Thursday, August 30, 2007

The Jammed and the damned


I'm a bit stirred up since last night.
I went with some friends to see the new australian movie THE JAMMED. It chronicles the stories of three trafficked survivors from Melbourne. It really highlights the injustice within the current law for trafficking survivors. Perhaps you don't know?
1. trafficked survivors found in Australia have to testify against their traffickers if they want ANY help from the government. If they don't testify they get deported immediately.
2. IF they do testify they have 30 days for the police to make an actual case... if they can't make a case the survivor is STILL deported.
3. Even if they can make a case - the survivor isn't assured permanent status...

The suffering these women have endured is unimaginable. I think we could do better.
What do you think of these ideas:
1. investigative teams that find out where they are being held and bust them out (the early army used to STORM BROTHELS - there would be about 75 soldiers and they'd bust in through the door go into the brothels and any women that wanted to come would be put in the centre of the salvationists and accompanied out - then disappear into a salvo home)... Let's bring back some muscular salvation?

2. An Underground railroad: yep, just like the days of slavery - we just absorb trafficked women into Christian community. Until the unjust laws are changed... we care for them/ we don't 'report' them until they can be guaranteed safety and provision.

People think these are unrealistic but I think they are a normal Christian response... it's not like they haven't been done before. I think often we hide behind risk management and professional social work instead of just doing what we can when we can... we are the Church - I think we can do more. I pray God will help me to know what I can do to fulfill Isa. 61 and bring His Kingdom to these women NOW as it is in heaven.

6 comments:

Anonymous said...

You are right. Action is what is needed, not symbolism. We must keep praying this through, and then be obedient to what our Lord is calling us to do. I haven't seen the movie, but my heart breaks for these women.

Anonymous said...

I believe that those who suffer injustice, who find themselves in these situations by accident and feel there is no way out... need to be rescued and provided a safe and caring environment to heal. This needs to be done safely, we need to work and communicate together about how we will act. The reality is, this industry can be extremely dangerous, people who run these places don't want attention, they will do all they can to stop you empowering 'their' people.
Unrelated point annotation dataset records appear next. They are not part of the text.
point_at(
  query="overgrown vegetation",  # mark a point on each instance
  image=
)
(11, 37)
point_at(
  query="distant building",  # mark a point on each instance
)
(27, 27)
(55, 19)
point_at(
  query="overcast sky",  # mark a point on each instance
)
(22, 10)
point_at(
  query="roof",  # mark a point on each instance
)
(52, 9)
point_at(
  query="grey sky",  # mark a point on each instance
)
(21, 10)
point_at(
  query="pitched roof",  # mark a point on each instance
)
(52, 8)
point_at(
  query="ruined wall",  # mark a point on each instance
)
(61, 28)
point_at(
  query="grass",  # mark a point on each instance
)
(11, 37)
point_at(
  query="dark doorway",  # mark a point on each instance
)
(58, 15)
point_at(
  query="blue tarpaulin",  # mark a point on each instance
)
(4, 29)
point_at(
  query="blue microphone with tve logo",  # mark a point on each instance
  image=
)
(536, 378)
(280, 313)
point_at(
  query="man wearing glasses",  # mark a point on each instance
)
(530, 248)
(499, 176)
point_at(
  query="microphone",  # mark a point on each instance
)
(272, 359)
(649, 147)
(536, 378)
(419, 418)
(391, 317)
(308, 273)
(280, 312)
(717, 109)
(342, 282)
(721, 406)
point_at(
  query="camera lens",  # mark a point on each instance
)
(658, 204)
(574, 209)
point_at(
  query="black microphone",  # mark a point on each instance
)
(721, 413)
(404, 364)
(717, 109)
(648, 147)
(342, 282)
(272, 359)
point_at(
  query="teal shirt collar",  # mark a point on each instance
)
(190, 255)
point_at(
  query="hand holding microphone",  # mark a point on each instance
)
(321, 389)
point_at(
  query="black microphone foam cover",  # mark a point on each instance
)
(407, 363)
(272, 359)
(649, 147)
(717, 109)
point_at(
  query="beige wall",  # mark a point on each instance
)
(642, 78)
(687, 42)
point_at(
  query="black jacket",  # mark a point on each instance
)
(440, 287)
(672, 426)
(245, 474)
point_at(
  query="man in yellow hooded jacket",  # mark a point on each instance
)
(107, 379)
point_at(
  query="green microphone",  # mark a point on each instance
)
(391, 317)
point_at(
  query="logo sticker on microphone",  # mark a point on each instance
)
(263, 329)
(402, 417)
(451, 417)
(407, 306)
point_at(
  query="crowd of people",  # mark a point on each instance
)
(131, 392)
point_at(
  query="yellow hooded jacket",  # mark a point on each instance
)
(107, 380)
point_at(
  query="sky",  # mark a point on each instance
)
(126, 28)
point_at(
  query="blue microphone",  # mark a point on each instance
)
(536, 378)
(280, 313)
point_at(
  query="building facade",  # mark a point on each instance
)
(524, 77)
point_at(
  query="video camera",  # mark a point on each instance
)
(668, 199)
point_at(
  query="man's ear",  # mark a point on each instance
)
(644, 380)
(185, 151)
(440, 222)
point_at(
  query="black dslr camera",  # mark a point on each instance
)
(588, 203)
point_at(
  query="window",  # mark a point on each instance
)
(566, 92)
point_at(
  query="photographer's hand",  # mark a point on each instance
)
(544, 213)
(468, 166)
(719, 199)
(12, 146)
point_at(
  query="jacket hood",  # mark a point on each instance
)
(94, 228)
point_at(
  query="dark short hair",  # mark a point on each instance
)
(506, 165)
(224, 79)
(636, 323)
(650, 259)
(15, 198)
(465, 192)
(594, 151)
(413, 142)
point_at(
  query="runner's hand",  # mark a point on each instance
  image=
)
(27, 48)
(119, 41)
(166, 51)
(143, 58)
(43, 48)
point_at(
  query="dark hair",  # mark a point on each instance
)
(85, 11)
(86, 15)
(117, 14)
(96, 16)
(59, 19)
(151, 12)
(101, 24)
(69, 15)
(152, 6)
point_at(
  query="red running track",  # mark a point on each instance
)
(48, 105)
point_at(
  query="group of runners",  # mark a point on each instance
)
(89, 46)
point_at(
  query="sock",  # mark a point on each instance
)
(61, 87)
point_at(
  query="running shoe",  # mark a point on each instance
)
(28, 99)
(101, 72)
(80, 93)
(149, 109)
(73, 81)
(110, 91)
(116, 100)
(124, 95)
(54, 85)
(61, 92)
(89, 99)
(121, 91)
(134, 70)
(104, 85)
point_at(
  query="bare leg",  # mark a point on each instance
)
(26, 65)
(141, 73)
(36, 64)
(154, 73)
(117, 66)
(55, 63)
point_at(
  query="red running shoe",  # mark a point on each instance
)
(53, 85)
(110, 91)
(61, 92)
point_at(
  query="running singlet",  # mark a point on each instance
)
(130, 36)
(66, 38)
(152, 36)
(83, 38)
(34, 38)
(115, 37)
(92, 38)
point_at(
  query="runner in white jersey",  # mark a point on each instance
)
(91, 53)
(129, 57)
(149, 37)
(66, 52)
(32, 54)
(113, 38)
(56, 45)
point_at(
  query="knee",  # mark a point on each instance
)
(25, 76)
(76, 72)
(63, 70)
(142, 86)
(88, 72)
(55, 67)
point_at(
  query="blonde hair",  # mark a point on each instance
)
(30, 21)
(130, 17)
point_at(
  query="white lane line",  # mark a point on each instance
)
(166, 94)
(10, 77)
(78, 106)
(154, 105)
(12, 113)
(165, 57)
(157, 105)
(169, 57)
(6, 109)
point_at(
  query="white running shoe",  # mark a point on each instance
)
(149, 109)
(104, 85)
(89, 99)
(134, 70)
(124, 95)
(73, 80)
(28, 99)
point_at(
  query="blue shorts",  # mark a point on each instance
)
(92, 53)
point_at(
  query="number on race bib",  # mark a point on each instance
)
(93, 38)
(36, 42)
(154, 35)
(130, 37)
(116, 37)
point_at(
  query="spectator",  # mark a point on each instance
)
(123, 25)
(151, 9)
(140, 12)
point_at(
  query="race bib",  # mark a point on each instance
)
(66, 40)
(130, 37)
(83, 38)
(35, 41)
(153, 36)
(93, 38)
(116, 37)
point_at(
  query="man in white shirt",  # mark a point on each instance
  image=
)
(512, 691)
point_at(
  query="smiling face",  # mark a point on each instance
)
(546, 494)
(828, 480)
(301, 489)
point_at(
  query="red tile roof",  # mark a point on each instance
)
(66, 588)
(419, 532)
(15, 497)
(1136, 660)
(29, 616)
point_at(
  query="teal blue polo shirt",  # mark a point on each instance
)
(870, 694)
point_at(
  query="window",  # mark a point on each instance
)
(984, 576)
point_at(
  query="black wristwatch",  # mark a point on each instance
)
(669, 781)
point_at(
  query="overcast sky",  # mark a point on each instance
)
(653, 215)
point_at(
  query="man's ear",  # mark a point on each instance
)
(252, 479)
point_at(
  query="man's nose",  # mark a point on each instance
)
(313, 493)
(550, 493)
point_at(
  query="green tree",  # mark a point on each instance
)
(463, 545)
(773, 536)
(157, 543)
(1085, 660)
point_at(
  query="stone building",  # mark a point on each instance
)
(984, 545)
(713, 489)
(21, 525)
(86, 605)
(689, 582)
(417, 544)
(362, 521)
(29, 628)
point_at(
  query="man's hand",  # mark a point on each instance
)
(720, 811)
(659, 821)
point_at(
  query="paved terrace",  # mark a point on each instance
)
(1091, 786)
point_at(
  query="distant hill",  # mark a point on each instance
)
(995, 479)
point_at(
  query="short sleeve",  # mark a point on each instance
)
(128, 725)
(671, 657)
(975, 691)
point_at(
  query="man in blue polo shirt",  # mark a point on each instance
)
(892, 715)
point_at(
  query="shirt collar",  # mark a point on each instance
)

The saying 'what would Jesus do' applies here. Would He sit back cause it seemed too hard? I doubt it.

armybarmy said...

yeah it's tough stuff... we are often torn between the right thing and the quick thing... our motivation has to be for the women caught for their freedom and not just to alleviate our own conscience... that said, it would be better to do something than nothing - the real question is what is the right thing - we need godly wisdom.

armybarmy said...

yeah it's tough stuff... we are often torn between the right thing and the quick thing... our motivation has to be for the women caught for their freedom and not just to alleviate our own conscience... that said, it would be better to do something than nothing - the real question is what is the right thing - we need godly wisdom.

Simon Peter said...

If I can assist let me know!! Personally, I feel helpless in doing something, but if we pull together we can change all this. Something must be done.

Anonymous said...

To gate crash a few premises would only free a handful and would risk much both in terms of physical safety for those involved and in community image. It would also serve to warn and allow those responsible for the evil to prepare and go further underground where they are harder to track.We trade much on reputation and while what we do is more important than how we fund it it seems pointless to cut off the nose to spite the face so to speak. How can we strike at the heart of this? How can we get laws changed to protect the women. Can we get them re classified as asylum seekers (given that if deported their lives may be at risk, either from the organisations that enslaved them or from family/community in those countries where women are seen to bring shame on their family even when what has happened was against their will)? Can we have programmes arranged in the source countries to receive those who go back, to retrain them, to protect them? Can we pray for those involved, not only the victims but the perpetrators, that their eyes will be opened and they will turn to fight what they now support?